Room With A View

Room With A View

What do you see when you look out the family room windows? What is your view from the window over the kitchen sink? What do you look at when you are sitting on the deck?

Your outdoors can be as stylish and attractive as your indoors when you dress up the views with containers of blooming plants. And it’s so easy-much more civilized than digging in the dirt on your hands and knees. Here’s how:

A few large containers are more effective than a clutter of little pots. Look for containers at least 12” in diameter or larger. Really large pots (especially ones with colorful glazes) are very dramatic but too heavy to move around, so plan to leave them in a permanent location. You can slip lightweight utility pots inside that can be changed out anytime.

Plan for unified effect in the display by using similar containers, similar plants, or a consistent color scheme. For instance, cobalt blue pots with yellow or red flowers are dynamite in a sunny spot. Stone-like concrete urns and planters with ivy and ferns have an Old World look on a shady brick terrace. Terra cotta pots look good anywhere and come in a big selection of sizes and shapes. Go for a calico garden effect by planting a wide shallow dish with a mix of pansies or petunias. Or try a feminine look with tubs of pink and white begonias.

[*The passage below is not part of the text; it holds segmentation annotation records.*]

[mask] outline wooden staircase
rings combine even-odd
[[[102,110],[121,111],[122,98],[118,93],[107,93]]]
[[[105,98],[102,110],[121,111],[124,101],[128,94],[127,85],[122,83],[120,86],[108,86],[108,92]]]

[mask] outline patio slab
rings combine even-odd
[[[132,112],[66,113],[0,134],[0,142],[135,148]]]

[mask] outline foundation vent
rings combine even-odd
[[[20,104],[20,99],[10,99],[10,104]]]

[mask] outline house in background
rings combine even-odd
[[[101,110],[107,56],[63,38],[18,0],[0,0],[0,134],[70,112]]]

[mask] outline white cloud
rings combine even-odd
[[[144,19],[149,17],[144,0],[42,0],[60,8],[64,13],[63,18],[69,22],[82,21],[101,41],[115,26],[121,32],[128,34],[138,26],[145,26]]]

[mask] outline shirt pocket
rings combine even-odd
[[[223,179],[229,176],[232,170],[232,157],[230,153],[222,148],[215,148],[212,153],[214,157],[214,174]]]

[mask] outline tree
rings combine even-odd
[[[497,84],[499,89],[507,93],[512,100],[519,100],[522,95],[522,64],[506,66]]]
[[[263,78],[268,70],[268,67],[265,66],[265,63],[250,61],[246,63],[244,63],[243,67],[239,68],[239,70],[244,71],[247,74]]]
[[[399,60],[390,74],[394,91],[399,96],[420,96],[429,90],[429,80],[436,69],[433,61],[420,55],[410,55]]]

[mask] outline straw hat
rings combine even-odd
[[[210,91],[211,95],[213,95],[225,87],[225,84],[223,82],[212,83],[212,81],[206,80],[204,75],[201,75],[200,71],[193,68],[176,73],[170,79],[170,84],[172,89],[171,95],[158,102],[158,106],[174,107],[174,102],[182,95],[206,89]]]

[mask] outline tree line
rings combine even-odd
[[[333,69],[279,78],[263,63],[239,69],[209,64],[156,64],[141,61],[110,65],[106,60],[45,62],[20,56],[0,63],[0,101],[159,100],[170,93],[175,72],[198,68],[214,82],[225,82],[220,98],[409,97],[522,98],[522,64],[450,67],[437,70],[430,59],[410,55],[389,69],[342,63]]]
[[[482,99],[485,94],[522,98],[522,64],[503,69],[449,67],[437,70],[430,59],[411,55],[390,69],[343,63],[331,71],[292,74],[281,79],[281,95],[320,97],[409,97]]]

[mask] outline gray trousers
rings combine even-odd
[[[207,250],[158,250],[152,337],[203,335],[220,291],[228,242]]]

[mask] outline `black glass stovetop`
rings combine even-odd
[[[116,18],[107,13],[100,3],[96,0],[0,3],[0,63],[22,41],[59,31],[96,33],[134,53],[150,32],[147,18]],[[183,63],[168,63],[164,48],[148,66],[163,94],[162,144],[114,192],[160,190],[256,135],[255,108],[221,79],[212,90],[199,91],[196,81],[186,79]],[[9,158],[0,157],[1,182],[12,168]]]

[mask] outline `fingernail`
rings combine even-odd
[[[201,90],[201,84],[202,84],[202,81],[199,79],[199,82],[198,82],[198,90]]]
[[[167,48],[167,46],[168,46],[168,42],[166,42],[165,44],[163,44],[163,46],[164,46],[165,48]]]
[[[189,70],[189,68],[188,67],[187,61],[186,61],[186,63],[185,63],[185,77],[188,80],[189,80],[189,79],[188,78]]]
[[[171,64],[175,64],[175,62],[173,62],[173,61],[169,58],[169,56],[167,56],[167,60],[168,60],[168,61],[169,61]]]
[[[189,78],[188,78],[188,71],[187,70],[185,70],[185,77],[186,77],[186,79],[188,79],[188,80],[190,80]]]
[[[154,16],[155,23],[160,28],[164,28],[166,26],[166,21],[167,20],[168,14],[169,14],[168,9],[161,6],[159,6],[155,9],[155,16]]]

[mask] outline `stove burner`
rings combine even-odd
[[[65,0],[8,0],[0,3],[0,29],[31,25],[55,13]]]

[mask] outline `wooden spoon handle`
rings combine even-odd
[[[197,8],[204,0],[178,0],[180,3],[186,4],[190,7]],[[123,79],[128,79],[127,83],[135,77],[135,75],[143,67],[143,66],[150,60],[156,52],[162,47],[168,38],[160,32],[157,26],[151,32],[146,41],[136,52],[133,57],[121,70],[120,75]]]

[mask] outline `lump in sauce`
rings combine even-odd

Garden pundits differ whether individual pots should be planted with an assortment of plants (often with a tall, grass-like specimen in the center) or a mass of a single kind and color. You decide, but aim for a consistent theme among all the pots in the display.

In our Tallahassee climate, we are very lucky to have flowers blooming all year. Plan to maintain your outdoor display by changing the plantings two or three times a year. Pansies and violas are absolutely cold hardy and bloom all winter. Then go wild in late spring and early summer with a huge selection of marigolds, petunias, salvias and lots more. Late summer and fall are a challenge but a few touch plants like lantana will bloom right through the year. You may want a few containers of permanent plants that look good all year. Boxwood Topiaries are always nice, clipped into cones or spheres. Or try something sculptural like an agave or a small palm.

tallahassee-pansies-violas

And finally a few hints to keep the plants growing and looking their best. Use a quality potting soil made for container use. Don’t even think of using dirt; even the best garden soil will pack hard in a container. Always add a slow-release fertilizer like Osmocote when you plant. And every few weeks give the plants a kick in the roots with a watering can full of water-soluble fertilizer. Container plants simply will never perform well without fertilizer. To keep plants from wilting in containers in really hot, sunny areas, try a product called SoilMoist. This funny stuff swells up like Jello when you water the plants and releases moisture back into the soil as the plants need it. Invest in a watering wand and a water breaker nozzle to fasten on the end of your hose.   This makes it so much easier to soak the containers thoroughly without splashing the soil out of the pot or getting your feet wet.

You will take such pleasure in your container garden as you sit surrounded by the flowers on the deck, and every time you see them out the window.